The Poisson Distribution
The Poisson distribution is a discrete probability distribution that expresses the probability of a given number of events occurring in a fixed interval of time or space, assuming these events occur with a known constant mean rate and independently of the time since the last event.
NoteNamed after French mathematician Siméon Denis Poisson, this distribution plays a crucial role in probability theory and statistics, particularly in modeling rare events.
Mathematical Definition
The Poisson distribution is defined by its probability mass function:
$$P(X = k) = \frac{e^{-\lambda}\lambda^k}{k!}$$
Where:
- $X$ is the random variable representing the number of events
- $k$ is the number of occurrences $(k = 0, 1, 2, ...)$
- $e$ is Euler's number (approximately 2.71828)
- $\lambda$ is the expected number of occurrences that occur during the given interval
Mean and Variance
One of the remarkable properties of the Poisson distribution is that its mean and variance are equal:
$$\text{Mean} = \text{Variance} = \lambda$$
HintThis property, known as equidispersion, is unique to the Poisson distribution and can be useful in identifying whether a dataset follows a Poisson distribution.
NoteThe equality of mean and variance in the Poisson distribution is a key characteristic that distinguishes it from other discrete distributions like the binomial distribution.
Conditions for Poisson Distribution
For a situation to be appropriately modeled by a Poisson distribution, two key conditions must be met:
- Independence of Events:
- Each event must occur independently of all other events.
- This means that the occurrence of one event does not affect the probability of another event occurring.
- Uniform Average Rate:
- Events must occur at a constant average rate within the period of interest.

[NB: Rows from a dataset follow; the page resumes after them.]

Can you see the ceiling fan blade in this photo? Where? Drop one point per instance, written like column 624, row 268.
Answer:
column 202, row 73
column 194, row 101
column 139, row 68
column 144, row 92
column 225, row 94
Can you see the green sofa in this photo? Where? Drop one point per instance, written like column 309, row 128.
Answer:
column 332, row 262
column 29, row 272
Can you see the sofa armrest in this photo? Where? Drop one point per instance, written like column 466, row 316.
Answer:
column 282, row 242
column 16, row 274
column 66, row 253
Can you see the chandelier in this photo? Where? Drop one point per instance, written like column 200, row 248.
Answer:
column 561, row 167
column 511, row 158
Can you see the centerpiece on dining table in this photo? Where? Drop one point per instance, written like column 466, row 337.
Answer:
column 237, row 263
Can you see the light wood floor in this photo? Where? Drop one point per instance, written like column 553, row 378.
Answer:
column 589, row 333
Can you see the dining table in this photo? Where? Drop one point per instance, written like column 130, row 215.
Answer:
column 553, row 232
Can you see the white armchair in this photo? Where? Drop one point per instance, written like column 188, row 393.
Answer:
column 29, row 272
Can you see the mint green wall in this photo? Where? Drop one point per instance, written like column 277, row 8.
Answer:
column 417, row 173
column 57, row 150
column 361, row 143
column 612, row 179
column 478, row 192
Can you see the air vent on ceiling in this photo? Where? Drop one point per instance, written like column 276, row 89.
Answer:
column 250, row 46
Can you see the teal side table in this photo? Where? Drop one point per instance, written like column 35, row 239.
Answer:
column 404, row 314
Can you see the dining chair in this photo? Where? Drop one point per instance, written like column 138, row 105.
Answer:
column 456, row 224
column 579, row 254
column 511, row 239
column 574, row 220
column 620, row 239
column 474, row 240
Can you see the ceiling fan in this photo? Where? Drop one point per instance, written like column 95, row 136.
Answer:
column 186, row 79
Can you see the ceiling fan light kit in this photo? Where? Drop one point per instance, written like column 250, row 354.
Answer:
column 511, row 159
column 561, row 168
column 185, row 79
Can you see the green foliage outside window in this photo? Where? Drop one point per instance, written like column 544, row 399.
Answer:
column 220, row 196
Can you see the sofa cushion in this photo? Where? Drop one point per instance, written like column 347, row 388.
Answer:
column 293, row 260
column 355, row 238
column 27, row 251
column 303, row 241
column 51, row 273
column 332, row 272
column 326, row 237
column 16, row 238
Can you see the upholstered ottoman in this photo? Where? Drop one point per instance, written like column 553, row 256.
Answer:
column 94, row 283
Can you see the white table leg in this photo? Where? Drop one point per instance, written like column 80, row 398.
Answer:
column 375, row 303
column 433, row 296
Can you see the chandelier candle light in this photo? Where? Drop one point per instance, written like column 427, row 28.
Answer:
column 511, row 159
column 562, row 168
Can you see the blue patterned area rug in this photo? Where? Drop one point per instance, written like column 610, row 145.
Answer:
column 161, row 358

- This rate should not change over time or space within the interval being considered.
Consider the number of customers arriving at a small coffee shop between 2 PM and 3 PM on weekdays. If, on average, 20 customers arrive during this hour, and their arrivals are independent of each other and occur at a roughly constant rate, this scenario could be modeled using a Poisson distribution with $\lambda = 20$.
Non-Overlapping Intervals in Poisson Distribution
An essential condition for the Poisson distribution is that events occurring in non-overlapping intervals are independent. This means that the number of events in one interval does not affect the number of events in another interval.
Example- If we model the arrival of buses at a station using a Poisson distribution, knowing that two buses arrived in the first hour should not change the probability of how many arrive in the next hour.
- Each time period is considered separately, and events occurring in one do not influence another.
Sum of Independent Poisson Distributions
An important property of the Poisson distribution is that the sum of two independent Poisson distributions is also a Poisson distribution.